Banks now make more on debit card overdraft fees than credit card penalties—they’ll rake in about $27 billion in 2009 alone, according to the New York Times. They obviously have zero incentive to curb the practice. In fact, one economist told the paper that “45 percent of the nation’s banks and credit unions collect more from overdraft services than they make in profits.”
Some experts warn that a sharp reduction in overdraft fees could put weakened financial institutions out of business.
Michael Moebs, an economist who advises banks and credit unions, said Ms. Maloney’s legislation would effectively kill overdraft services, causing an estimated 1,000 banks and 2,000 credit unions to fold within two years. That is because 45 percent of the nation’s banks and credit unions collect more from overdraft services than they make in profits, he said.

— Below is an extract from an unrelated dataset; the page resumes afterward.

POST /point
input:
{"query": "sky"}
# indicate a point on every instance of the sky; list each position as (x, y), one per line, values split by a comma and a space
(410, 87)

“Will they be able to replace it with another fee?” Mr. Moebs said. “Not immediately and not soon enough.”
The funny thing about overdraft fees is that since they’re not covered by the Truth in Lending Act, banks don’t have to disclose their true cost to customers, or ask permission to sign them up:
According to the F.D.I.C. study, a $27 overdraft fee that a customer repays in two weeks on a $20 debit purchase would incur an annual percentage rate of 3,520 percent. By contrast, penalty interest rates on credit cards generally run about 30 percent.
“People would be shocked at how brutally high those fees are relative to the costs of a credit card,” said Edmund Mierzwinski, the consumer program director for the United States Public Interest Research Group.
People may also be shocked by how strongly the banking industry will fight back against any overdraft legislation, the article implies, because many financial institutions will be fighting for their ability to remain in business.